Fires send Gilbert’s potoroo back to the brink
THE WORLD’S RAREST marsupial – Gilbert’s potoroo – has suffered a serious blow to its survival prospects after a fire ripped through Two Peoples Bay Nature Reserve on Western Australia’s south coast.
The reserve holds the last-known natural population of the exceptionally rare species, which spent a century on the extinct mammal list before being rediscovered at Two Peoples Bay in 1994.
“At the moment, six animals with tail transmitters have been located and there’s possibly one more,” Ron Dorn, chair of the Gilbert’s Potoroo Action Group, told Australian Geographic this week.
Loss of habitat a risk for survivors
Following recent surveys, the total population of the potoroo was estimated to be just 60 between three populations. And the loss of at least 14ha of critical habitat caused by the fire, which was started by lightning strikes on 11 November, puts added stress on surviving animals.
Ron speculated that the loss of habit would mean that the Two Peoples Bay survivors would need to be taken into care as part of a captive breeding program for the species.
“For one, because there’s not enough food out there now,” he said. “And two, because the cats and foxes will be ready to pounce.”
Australian Geographic has been following the plight of the rabbit-sized, wallaby-like potoroo for the past two decades and in 2012 reported that efforts to rebuild the species’ numbers appeared to be working.
Gilbert’s potoroo was only rediscovered in 1994. (Credit: Bill Hatcher)
‘Ark’ populations insurance against disaster
Under a program overseen by Dr Tony Friend, a senior ecologist with the WA Department of Parks and Wildlife, at Albany, the Two Peoples Bay population had reached a maximum carrying capacity of about 30. And, as insurance against the likelihood of a natural disaster – such as a fire – wiping out those animals, two other ‘ark’ populations had been successfully set up. One is on 800ha Bald Island, 25km east of Two Peoples Bay. By relocating adults from that group, a second mainland population was established early this decade behind feral cat- and fox-proof fences at Waychinicup National Park.
Until recently, it was hoped there may have been as many as 120 adults harboured within the three populations.

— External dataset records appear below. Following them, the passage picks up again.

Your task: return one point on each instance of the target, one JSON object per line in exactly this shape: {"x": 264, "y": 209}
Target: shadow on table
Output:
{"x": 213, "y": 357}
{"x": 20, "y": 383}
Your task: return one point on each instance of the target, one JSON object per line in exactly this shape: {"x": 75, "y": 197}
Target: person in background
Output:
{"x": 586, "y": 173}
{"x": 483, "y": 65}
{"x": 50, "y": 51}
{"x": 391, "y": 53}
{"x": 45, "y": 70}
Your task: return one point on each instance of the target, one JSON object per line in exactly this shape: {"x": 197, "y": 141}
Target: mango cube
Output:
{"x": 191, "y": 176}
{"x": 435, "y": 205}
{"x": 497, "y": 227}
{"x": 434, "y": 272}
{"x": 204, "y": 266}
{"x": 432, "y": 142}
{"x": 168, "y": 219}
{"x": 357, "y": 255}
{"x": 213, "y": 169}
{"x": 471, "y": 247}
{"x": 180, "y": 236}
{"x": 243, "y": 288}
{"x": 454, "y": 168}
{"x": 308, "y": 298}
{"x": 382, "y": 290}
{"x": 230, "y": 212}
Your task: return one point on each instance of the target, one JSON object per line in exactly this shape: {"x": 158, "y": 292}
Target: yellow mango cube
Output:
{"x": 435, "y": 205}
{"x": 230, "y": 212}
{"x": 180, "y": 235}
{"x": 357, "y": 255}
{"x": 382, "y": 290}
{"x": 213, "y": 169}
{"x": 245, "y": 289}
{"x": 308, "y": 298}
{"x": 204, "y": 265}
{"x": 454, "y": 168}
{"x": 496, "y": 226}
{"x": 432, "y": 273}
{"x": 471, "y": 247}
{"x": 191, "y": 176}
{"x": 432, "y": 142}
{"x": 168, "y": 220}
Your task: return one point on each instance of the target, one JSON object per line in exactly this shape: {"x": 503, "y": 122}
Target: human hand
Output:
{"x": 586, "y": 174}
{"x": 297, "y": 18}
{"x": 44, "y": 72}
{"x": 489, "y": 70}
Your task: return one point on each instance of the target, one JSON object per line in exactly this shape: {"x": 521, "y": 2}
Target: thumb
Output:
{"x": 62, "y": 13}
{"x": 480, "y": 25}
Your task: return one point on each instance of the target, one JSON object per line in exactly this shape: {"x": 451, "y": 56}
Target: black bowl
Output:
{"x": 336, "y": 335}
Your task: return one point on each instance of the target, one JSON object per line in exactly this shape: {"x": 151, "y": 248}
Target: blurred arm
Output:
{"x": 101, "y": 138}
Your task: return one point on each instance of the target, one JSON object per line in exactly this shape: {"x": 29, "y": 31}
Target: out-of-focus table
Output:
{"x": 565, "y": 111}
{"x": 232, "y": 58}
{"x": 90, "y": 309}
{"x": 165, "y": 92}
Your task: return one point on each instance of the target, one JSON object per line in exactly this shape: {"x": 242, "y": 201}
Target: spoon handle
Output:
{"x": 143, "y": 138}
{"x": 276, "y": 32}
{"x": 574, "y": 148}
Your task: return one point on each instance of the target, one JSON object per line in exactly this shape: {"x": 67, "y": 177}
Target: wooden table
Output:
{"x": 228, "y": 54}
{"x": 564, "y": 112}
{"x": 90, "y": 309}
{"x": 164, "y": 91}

But according to a report to the action group in August, recent trapping studies had identified worrying declines at all populations and estimated that the total number of surviving adults was closer to half that.
“At Waychinicup, it appears that predation by carpet pythons has been a problem,” Ron said. “And the cause of the decline at Two Peoples Bay was unknown.”
The WA Department of Parks and Wildlife yesterday issued a statement saying it was “assessing the impact of the fire at Two Peoples Bay on the population of critically endangered Gilbert’s potoroos in the park.”
The park was originally closed following the fires, but has reopened today.